20th Century Boys Vol. 14 (of 24): I think a lot of people are hoping Kodansha also slips in Billy Bat, the newest and apparently wildest project by suspense specialist Naoki Urasawa, currently running in Morning, a weekly sibling publication to Afternoon. This signified a break in Urasawa’s longstanding relationship with fellow Big Three manga publisher Shogakukan, one of the owning entities behind Viz, which (understandably) has facilitated all Urasawa releases in English as of now. It’s no different here, as the sprawling mass of conspiracy and danger seeps further away from my ability to ever fucking catch up; $12.99.
Marijuanaman: Yes, new comics day falls on 4/20, and yes, Image is indeed releasing a Marijuanaman comic book — actually a deluxe, oversized European album-type 48-page color hardcover, it seems! — conceived by Batman creator Ziggy Marley. Be aware that the art is by Jim Mahfood (who may benefit nicely from the project’s physical dimensions) with writing by Joe Casey of Gødland – apparently the Marijuanaman plot is also of revelatory funnybook cosmic stock. My local megaplex theater is playing The Grateful Dead Movie too; $24.99.

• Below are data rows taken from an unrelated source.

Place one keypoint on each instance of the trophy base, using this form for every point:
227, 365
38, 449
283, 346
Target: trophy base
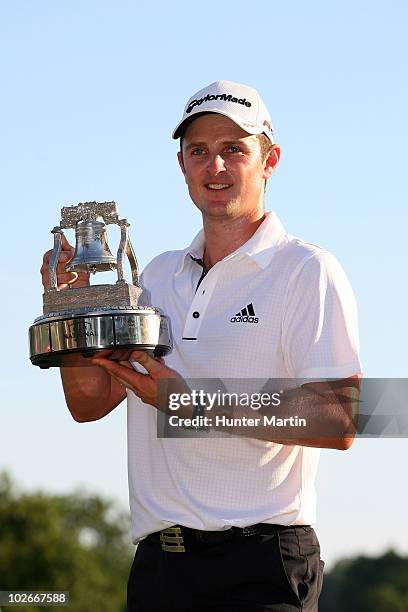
69, 339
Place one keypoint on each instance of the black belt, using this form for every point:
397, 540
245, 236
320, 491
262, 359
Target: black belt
178, 538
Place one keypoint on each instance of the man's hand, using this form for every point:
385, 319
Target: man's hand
154, 387
64, 279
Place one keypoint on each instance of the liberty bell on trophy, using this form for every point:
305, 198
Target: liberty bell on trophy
79, 322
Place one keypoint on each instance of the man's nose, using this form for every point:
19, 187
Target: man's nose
216, 164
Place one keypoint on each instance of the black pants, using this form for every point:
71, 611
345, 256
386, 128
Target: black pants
280, 572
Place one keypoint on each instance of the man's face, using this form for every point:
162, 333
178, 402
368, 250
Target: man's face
223, 168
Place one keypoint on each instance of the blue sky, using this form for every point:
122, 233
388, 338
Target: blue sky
90, 94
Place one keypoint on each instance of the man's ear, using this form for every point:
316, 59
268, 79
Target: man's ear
271, 161
181, 162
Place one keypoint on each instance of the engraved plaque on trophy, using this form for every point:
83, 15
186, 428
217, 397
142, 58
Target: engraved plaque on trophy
79, 322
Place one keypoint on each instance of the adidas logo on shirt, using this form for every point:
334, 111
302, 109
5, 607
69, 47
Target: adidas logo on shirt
247, 315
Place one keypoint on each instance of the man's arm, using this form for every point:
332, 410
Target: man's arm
90, 392
317, 414
329, 408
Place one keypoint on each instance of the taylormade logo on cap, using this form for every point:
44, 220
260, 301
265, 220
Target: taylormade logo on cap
240, 103
209, 98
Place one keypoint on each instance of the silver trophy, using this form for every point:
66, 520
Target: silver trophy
77, 323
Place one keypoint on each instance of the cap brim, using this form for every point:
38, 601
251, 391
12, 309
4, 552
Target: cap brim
250, 129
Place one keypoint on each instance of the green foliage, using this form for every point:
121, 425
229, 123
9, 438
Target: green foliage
75, 543
367, 584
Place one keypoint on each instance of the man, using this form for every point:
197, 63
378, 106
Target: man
223, 521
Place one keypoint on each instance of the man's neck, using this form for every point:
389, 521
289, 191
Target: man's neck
224, 236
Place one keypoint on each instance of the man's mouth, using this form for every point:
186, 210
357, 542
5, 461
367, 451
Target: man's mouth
217, 186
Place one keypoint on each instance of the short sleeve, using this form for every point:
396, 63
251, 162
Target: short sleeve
319, 325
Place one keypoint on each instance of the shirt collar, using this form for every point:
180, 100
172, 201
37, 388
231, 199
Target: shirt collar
260, 247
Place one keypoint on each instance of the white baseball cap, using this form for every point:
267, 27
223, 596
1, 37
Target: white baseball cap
240, 103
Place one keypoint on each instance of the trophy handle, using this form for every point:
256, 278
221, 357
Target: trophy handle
125, 248
57, 231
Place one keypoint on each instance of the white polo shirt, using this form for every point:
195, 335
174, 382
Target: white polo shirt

’68 #1 (of 4): This is also a case of perfect timing, in that Easter’s coming up this weekend and I can’t imagine a better moment for an Image comic about soldiers rising from the dead to terrorize the battlefields of Vietnam. Also, the Catechism of the Catholic Church mandates that I duly record any comic book appearance by Faust artist Tim Vigil, so be on notice of a backup story by him. Primary contributions by Mark Kidwell, Nat Jones and Jay Fotos, all of whom (and Vigil too) have done work on the assorted Frank Frazetta tie-in comics Image has been releasing for years now. Preview; $3.99.
Vampirella Archives Vol. 3: The latest in Dynamite’s line of applicable Warren reprints, covering issues #15-21, which pushes the action just a bit into the first Bill DuBay tenure as editor and Steve Englehart’s brief run as writer on the title character’s feature. Stories by DuBay, Englehart, Archie Goodwin, T. Casey Brennan, Don McGregor, Doug Moench, Jan Strnad and others, with art by José Gonzalez, Esteban Maroto, Pat Boyette, Richard Corben, Rafael Auraleón, Jose Bea, Felix Mas and others. Samples; $49.99.
Little Lulu’s Pal Tubby Vol. 3: The Frog Boy and Other Stories: The latest in Dark Horse’s line of John Stanley-related reprints, specifically covering Marge’s Tubby issues #13-18 in color. Preview; $15.99.
Archie: Seven Decades of America’s Favorite Teenagers… and Beyond!: Finally, your book-on-comics for the week seems to be of the broad overview coffee table sort, with Craig Yoe and publisher IDW surveying the franchise landscape over 224 pages; $49.99.